DataStax Enterprise - Apache Cassandra with Apache Spark - Sensor Data Ingestion

Demonstrate high speed ingestion of sensor data

This demo demonstrates how data can be streamed to a Spark receiver listening to a network port. The demo consists of three parts:

netCat - a data generator written in Java
SparkIngest - a Spark streaming job written in Scala
casChart - simple way to visualise simple data using java

Pre-Requisites

DataStax Enterprise (release 5.0.2 at time of publication)

You'll need a working installation of DataStax Enterprise.

Ubuntu/Debian - https://docs.datastax.com/en/datastax_enterprise/5.0/datastax_enterprise/install/installDEBdse.html
Red Hat/Fedora/CentOS/Oracle Linux - https://docs.datastax.com/en/datastax_enterprise/5.0/datastax_enterprise/install/installRHELdse.html

To setup your environment, you'll also need the following resources:

Install sbt

sbt is the Scala Build Tool

echo "deb https://dl.bintray.com/sbt/debian /" | sudo tee -a /etc/apt/sources.list.d/sbt.list
sudo apt-key adv --keyserver hkp://keyserver.ubuntu.com:80 --recv 642AC823
sudo apt-get update
sudo apt-get install sbt

Install code dependencies

http://xeiam.com/xchart-example-code/
http://slf4j.org/dist/slf4j-1.7.10.tar.gz
http://downloads.datastax.com/java-driver/cassandra-java-driver-2.0.2.tar.gz
cassandra-driver-core-2.1.0.jar
netty-3.9.0-Final.jar
guava-16.0.1.jar
metrics-core-3.0.2.jar

See build.sbt for more details.

Useful Linux tool - `locate`

You can use this to easily locate files on disk.
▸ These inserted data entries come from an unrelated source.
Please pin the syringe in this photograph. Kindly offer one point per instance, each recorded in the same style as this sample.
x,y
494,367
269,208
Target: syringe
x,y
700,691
I like it.

apt-get install locate

Then scan the filesystems for the first time to set up locate.

updatedb

Thereafter find any file using e.g.:

locate <file to find>

Exercise 1 - send data by hand

Open three terminal windows. First you'll need to clone the repo in one of the windows.

$ git clone https://github.com/simonambridge/SparkSensorData

Now navigate to the repo directory in each of the windows:

$ cd ~/SparkSensorData
$ pwd
~/SparkSensorData

In one window check that you can build the package from the command line using sbt:

$ sbt package
[info] Loading project definition from /home/dse/Simon-demo/project
[info] Set current project to SparkPortStream (in build file:/home/dse/Simon-demo/)
[info] Compiling 1 Scala source to /home/dse/Simon-demo/target/scala-2.10/classes...
[info] Packaging /home/dse/Simon-demo/target/scala-2.10/sparkportstream_2.10-1.0.jar ...
[info] Done packaging.
[success] Total time: 9 s, completed Mar 21, 2015 2:28:15 PM

It's important to do the steps in the right order. This is what we are aiming for:

First we will start the Linux nc (netcat) utility - nc allows us to send data to a port. We will use port 9999 for this.
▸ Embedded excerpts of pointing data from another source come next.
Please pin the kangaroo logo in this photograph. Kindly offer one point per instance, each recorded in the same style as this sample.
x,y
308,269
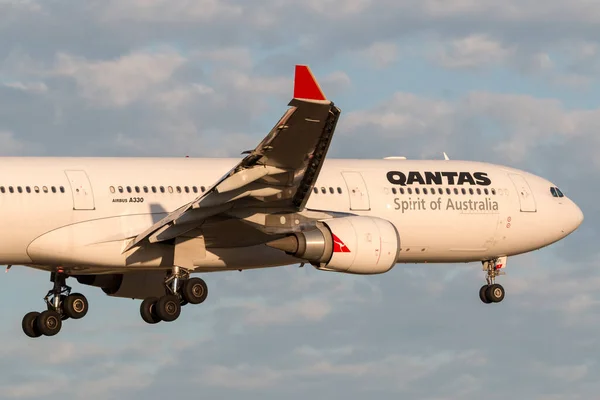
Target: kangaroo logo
x,y
339,246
In one of the terminal windows type:

nc -lk localhost 9999

Netcat is now sitting there listening to port 9999 on the local machine.

In another terminal window start the Spark job. This will receive any data that we will send using netcat.
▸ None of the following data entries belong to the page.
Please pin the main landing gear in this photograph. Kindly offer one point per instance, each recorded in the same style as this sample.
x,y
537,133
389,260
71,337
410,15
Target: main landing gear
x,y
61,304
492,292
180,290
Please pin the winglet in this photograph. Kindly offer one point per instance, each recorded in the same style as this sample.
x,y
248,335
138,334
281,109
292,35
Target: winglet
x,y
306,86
The Spark job takes three parameters

the hostname or IP of the host running the Cassandra database that we will store data in
the hostname or IP of the Spark Master node
the port to use to stream/receive the data

$ dse spark-submit --class SparkIngest ./target/scala-2.10/sparkportstream_2.10-1.0.jar 127.0.0.1 127.0.0.1 9999

You get some output confirming what's happening when the Spark job starts:

Spark Master Host   = 127.0.0.1
Cassandra Host      = 127.0.0.1
Streaming data port = 9999

Cassandra Keyspace = sparksensordata
Cassandra Table    = sensordata

STEP 1: Defining the Cassandra conf object...
STEP 2: Connect to the Spark cluster...
Spark Conf version: 1.4.2
STEP 3: Create a StreamingContext...
STEP 4: Instantiate the Cassandra connector cc...
STEP 5: Creating SparkSensorData schema...
STEP 6: Parsing incoming data...<ID>,<value> and save to Cassandra

if you dont provide three parameters you'll get an error before exiting:

Error - one or more missing parameters
Usage is:
$ dse spark-submit --class SparkIngest ./target/scala-2.10/sparkportstream_2.10-1.0.jar <cassandraHost> <sparkMasterHost> <data port>

NB You can ignore any connection refused errors like that shown below - this happens when the streaming job isn't receiving any data.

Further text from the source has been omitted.